Wir waren seine Familie, und alle waren da gewesen – außer mir.
Gideon hielt seinen Arm eng um mich geschlungen, um mich zu stützen, und führte mich näher ans Bett. Ich schluchzte lautlos und vergoss dicke, heiße Tränen.
Trotzdem hatte Cary mich wohl gehört oder gespürt, denn seine Augenlider flatterten und gingen dann auf. Seine wunderschönen grünen Augen waren blutunterlaufen und trüb. Er brauchte eine Ewigkeit, um mich zu erkennen. Dann blinzelte er ein paarmal, und Tränen liefen ihm langsam die Wangen hinunter.
»Cary.« Ich stürzte zu ihm und schob meine Hand in seine. »Ich bin hier.«
Er umklammerte sie so fest, dass es wehtat. »Eva.«
»Es tut mir leid, dass ich nicht schon früher hier war. Ich hatte mein Handy nicht dabei und wusste von nichts.«
»Ist schon gut. Jetzt bist du ja da.« Er schluckte mühsam. »Gott … mir tut alles weh.«
»Ich hole eine Krankenschwester«, sagte Gideon und strich mir mit der Hand über den Rücken, bevor er schweigend das Zimmer verließ.
Ich sah einen kleinen Wasserkrug und einen Becher mit Strohhalm auf dem Rollschränkchen. »Bist du durstig?«
»Ja, sehr.«
»Kann ich dich aufrichten oder lieber nicht?« Ich hatte Angst, ihm wehzutun.
»Ja, das geht.«
Mit der Fernbedienung unter seiner Hand richtete ich den oberen Teil des Betts auf, sodass er sitzen konnte.
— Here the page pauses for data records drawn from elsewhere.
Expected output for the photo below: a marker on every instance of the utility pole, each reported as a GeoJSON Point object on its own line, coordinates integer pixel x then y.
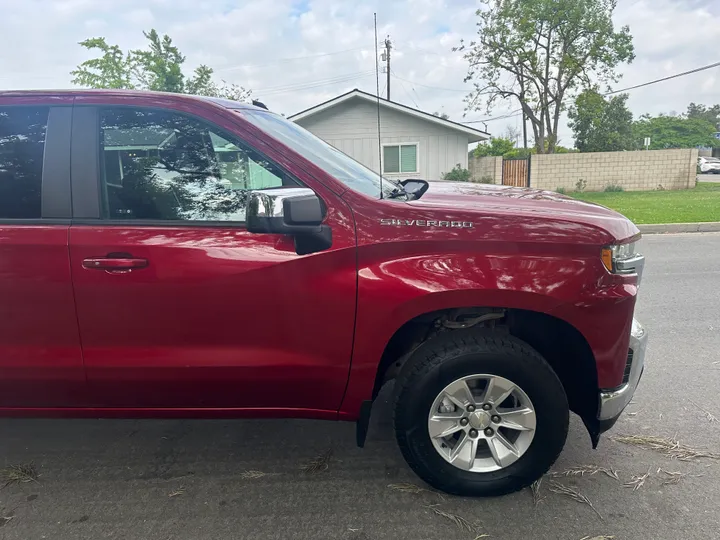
{"type": "Point", "coordinates": [386, 55]}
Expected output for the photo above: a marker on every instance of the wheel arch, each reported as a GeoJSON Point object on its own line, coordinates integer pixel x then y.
{"type": "Point", "coordinates": [557, 340]}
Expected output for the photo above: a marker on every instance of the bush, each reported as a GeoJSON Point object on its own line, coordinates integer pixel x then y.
{"type": "Point", "coordinates": [458, 174]}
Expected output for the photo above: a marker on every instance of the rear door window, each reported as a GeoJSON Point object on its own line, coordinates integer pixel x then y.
{"type": "Point", "coordinates": [22, 147]}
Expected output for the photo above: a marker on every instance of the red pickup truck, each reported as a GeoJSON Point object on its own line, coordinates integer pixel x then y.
{"type": "Point", "coordinates": [175, 256]}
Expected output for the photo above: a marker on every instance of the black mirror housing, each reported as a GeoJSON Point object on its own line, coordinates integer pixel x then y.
{"type": "Point", "coordinates": [294, 211]}
{"type": "Point", "coordinates": [414, 187]}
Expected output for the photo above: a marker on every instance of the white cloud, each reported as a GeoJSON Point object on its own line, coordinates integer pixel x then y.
{"type": "Point", "coordinates": [249, 42]}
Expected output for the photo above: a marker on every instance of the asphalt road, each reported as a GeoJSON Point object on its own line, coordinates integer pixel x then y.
{"type": "Point", "coordinates": [183, 479]}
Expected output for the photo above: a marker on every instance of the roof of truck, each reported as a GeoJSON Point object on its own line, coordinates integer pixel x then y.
{"type": "Point", "coordinates": [227, 103]}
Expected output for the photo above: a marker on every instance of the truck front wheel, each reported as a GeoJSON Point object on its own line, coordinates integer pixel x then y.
{"type": "Point", "coordinates": [479, 413]}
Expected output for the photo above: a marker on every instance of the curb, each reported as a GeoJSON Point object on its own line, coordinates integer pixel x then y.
{"type": "Point", "coordinates": [666, 228]}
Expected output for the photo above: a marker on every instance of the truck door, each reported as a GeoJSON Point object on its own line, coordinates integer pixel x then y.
{"type": "Point", "coordinates": [178, 304]}
{"type": "Point", "coordinates": [40, 357]}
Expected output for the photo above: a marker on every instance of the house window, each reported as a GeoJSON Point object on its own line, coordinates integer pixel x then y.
{"type": "Point", "coordinates": [400, 158]}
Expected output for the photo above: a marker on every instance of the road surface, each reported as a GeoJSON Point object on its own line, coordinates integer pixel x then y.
{"type": "Point", "coordinates": [126, 479]}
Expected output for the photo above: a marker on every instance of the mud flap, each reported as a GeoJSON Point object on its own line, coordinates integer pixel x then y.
{"type": "Point", "coordinates": [363, 423]}
{"type": "Point", "coordinates": [593, 427]}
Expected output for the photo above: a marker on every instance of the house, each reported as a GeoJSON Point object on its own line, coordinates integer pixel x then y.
{"type": "Point", "coordinates": [415, 144]}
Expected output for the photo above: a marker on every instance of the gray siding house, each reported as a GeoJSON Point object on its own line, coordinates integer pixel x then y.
{"type": "Point", "coordinates": [415, 144]}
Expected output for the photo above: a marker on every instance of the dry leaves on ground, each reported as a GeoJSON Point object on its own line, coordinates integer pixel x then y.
{"type": "Point", "coordinates": [251, 475]}
{"type": "Point", "coordinates": [569, 492]}
{"type": "Point", "coordinates": [459, 521]}
{"type": "Point", "coordinates": [710, 417]}
{"type": "Point", "coordinates": [318, 464]}
{"type": "Point", "coordinates": [535, 490]}
{"type": "Point", "coordinates": [412, 488]}
{"type": "Point", "coordinates": [637, 481]}
{"type": "Point", "coordinates": [18, 474]}
{"type": "Point", "coordinates": [582, 470]}
{"type": "Point", "coordinates": [672, 448]}
{"type": "Point", "coordinates": [179, 491]}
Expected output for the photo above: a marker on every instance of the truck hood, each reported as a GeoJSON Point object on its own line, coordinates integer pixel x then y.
{"type": "Point", "coordinates": [524, 202]}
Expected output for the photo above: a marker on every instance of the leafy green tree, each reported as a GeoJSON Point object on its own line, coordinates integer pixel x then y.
{"type": "Point", "coordinates": [498, 146]}
{"type": "Point", "coordinates": [457, 174]}
{"type": "Point", "coordinates": [601, 125]}
{"type": "Point", "coordinates": [710, 114]}
{"type": "Point", "coordinates": [540, 53]}
{"type": "Point", "coordinates": [110, 70]}
{"type": "Point", "coordinates": [674, 132]}
{"type": "Point", "coordinates": [158, 67]}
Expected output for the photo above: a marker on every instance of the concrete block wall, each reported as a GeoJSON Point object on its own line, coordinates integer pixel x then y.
{"type": "Point", "coordinates": [485, 166]}
{"type": "Point", "coordinates": [634, 171]}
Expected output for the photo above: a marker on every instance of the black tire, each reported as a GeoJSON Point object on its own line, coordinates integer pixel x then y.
{"type": "Point", "coordinates": [460, 353]}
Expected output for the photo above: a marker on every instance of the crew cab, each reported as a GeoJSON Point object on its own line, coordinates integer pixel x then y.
{"type": "Point", "coordinates": [167, 255]}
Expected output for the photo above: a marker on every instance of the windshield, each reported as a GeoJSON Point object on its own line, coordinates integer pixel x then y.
{"type": "Point", "coordinates": [348, 171]}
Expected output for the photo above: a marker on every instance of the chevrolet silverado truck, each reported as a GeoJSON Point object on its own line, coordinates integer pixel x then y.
{"type": "Point", "coordinates": [175, 256]}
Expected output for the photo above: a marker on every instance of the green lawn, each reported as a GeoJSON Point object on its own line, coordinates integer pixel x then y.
{"type": "Point", "coordinates": [682, 206]}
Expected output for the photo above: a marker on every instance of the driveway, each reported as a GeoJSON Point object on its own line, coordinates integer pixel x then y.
{"type": "Point", "coordinates": [217, 480]}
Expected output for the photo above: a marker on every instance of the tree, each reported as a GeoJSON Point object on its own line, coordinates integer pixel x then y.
{"type": "Point", "coordinates": [540, 53]}
{"type": "Point", "coordinates": [457, 174]}
{"type": "Point", "coordinates": [601, 125]}
{"type": "Point", "coordinates": [674, 132]}
{"type": "Point", "coordinates": [159, 67]}
{"type": "Point", "coordinates": [709, 114]}
{"type": "Point", "coordinates": [111, 70]}
{"type": "Point", "coordinates": [498, 146]}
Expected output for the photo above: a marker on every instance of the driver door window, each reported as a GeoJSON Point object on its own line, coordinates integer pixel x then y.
{"type": "Point", "coordinates": [162, 165]}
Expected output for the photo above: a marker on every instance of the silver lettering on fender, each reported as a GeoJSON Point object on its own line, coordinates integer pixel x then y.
{"type": "Point", "coordinates": [426, 223]}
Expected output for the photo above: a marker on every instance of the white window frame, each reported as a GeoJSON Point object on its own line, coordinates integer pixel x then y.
{"type": "Point", "coordinates": [399, 144]}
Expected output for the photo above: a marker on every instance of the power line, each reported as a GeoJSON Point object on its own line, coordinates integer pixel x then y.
{"type": "Point", "coordinates": [284, 60]}
{"type": "Point", "coordinates": [434, 87]}
{"type": "Point", "coordinates": [315, 82]}
{"type": "Point", "coordinates": [318, 85]}
{"type": "Point", "coordinates": [407, 93]}
{"type": "Point", "coordinates": [512, 114]}
{"type": "Point", "coordinates": [696, 70]}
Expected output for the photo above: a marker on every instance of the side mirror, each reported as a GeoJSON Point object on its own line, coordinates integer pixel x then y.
{"type": "Point", "coordinates": [414, 187]}
{"type": "Point", "coordinates": [293, 211]}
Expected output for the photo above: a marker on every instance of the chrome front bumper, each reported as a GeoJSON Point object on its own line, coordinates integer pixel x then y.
{"type": "Point", "coordinates": [612, 402]}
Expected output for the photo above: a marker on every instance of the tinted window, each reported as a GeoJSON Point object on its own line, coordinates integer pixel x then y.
{"type": "Point", "coordinates": [22, 144]}
{"type": "Point", "coordinates": [162, 165]}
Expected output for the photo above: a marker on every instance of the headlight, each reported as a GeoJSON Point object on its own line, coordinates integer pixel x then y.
{"type": "Point", "coordinates": [623, 259]}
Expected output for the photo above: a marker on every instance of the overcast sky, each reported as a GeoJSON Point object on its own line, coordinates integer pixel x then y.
{"type": "Point", "coordinates": [296, 53]}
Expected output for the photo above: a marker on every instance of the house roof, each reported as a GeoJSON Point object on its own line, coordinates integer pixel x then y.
{"type": "Point", "coordinates": [474, 134]}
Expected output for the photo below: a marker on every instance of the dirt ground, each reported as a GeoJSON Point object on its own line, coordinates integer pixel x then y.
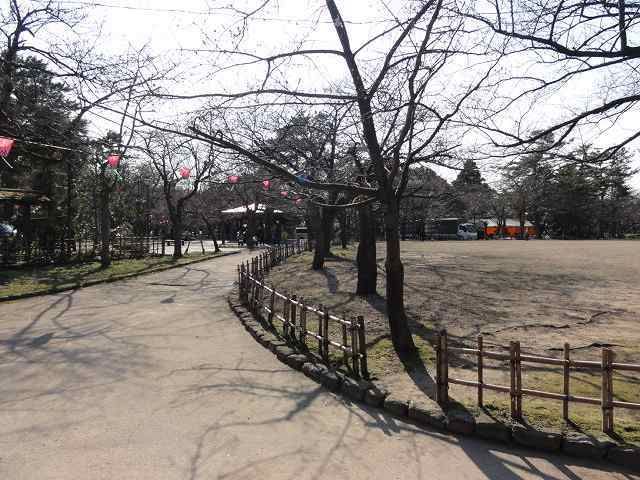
{"type": "Point", "coordinates": [541, 293]}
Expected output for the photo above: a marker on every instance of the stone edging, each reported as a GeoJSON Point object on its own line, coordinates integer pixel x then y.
{"type": "Point", "coordinates": [426, 412]}
{"type": "Point", "coordinates": [126, 276]}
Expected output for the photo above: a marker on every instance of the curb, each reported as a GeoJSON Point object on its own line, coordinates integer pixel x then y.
{"type": "Point", "coordinates": [426, 412]}
{"type": "Point", "coordinates": [91, 283]}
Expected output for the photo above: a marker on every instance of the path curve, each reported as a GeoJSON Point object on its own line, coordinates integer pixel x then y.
{"type": "Point", "coordinates": [154, 378]}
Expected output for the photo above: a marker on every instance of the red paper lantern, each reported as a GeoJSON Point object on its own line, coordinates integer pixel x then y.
{"type": "Point", "coordinates": [6, 144]}
{"type": "Point", "coordinates": [113, 160]}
Dann führte ich den Strohhalm an seine Lippen und sah zu, wie er gierig trank.
Schließlich entspannte er sich seufzend. »Dein Anblick ist Balsam für meine Seele, Baby.«
»Was zum Teufel ist denn passiert?« Ich stellte den leeren Becher weg und nahm wieder seine Hand.
»Wenn ich das nur wüsste, verdammt noch mal.« Seine Stimme war schwach, fast nur ein Flüstern. »Ich wurde angegriffen. Mit einem Baseballschläger.«
»Mit einem Baseballschläger ?« Allein bei der Vorstellung wurde mir schon übel. Solche Brutalität. Solche Gewalt …
»Ein Irrer?«
»Klar«, fauchte er, und der Schmerz grub eine tiefe Furche zwischen seine Augenbrauen.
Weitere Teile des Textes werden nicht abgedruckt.